Contaba, que una tarde que venía de Benahadux con una extraña mujer, una bruja que se ganaba la vida echando las cartas y haciendo pócimas para enamorados, los caballos se mostraron inquietos, asustados desde que vieron a la señora, y que a mitad del camino se espantaron, provocando uno de los pocos accidentes que tuvo en sus largos años de profesión.
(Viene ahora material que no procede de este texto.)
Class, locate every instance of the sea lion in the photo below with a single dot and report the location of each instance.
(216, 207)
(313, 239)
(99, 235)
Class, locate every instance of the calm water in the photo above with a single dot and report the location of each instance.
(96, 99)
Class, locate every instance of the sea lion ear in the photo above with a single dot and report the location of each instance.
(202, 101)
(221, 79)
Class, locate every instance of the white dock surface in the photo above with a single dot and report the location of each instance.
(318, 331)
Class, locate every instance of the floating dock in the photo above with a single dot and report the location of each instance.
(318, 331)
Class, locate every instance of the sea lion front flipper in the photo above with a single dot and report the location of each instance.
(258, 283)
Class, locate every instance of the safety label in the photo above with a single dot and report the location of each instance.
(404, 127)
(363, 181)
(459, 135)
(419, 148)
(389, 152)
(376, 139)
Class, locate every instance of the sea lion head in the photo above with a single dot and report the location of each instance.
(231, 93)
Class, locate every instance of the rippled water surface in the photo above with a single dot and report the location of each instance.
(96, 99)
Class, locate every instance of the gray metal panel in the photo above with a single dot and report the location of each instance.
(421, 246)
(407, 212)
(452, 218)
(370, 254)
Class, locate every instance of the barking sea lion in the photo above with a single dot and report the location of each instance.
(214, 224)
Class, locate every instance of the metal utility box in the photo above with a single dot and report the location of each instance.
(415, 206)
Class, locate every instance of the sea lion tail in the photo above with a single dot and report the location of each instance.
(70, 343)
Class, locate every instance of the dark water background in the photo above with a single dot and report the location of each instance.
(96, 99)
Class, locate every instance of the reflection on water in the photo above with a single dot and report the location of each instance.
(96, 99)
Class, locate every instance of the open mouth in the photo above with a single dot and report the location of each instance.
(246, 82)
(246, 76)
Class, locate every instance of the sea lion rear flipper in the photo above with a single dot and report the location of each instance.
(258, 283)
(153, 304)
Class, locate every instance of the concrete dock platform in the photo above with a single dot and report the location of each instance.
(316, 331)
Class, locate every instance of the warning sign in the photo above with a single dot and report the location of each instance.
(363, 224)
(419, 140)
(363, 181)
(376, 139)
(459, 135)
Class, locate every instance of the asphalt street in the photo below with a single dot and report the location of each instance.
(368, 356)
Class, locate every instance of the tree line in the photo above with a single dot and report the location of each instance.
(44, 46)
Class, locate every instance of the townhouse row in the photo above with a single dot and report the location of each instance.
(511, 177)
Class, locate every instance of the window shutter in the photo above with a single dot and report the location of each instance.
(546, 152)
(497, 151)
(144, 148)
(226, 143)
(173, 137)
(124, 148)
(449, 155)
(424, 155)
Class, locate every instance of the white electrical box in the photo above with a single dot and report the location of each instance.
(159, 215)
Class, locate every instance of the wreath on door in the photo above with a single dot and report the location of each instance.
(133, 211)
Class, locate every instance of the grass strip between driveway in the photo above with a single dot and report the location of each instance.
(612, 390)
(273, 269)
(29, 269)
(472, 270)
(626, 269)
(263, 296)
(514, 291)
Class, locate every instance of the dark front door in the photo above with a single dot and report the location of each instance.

Cuando más dinero sacaba era en los días de Feria. Los cocheros no paraban de dar viajes a la Plaza de Toros para llevar y traer a familias de la alta sociedad. Tristán ganaba en una semana el sueldo de un mes y siempre llegaba a su casa con un regalo para su hija, los pasteles que sobraban de la merienda.
Durante los tres años de la guerra civil tampoco le faltó el trabajo. Puso a su familia a salvo en un cortijo de Viator y él se dedicó a dar carreras a la Vega, con clientes que le pagaban en carne, huevos y leche, por lo que nunca pasó faltas.
Tristán fue uno de los cocheros más longevos de la ciudad. Estuvo trabajando hasta los últimos días de su vida, sin paga ni pensión alguna para poder descansar. En mayo de 1949, con 75 años cumplidos, perdió por enfermedad a los dos caballos que le daban el sustento. Sentado en un tranco de la Plaza Castaños, el viejo cochero lloró amargamente la muerte de sus animales. Él falleció unos días después.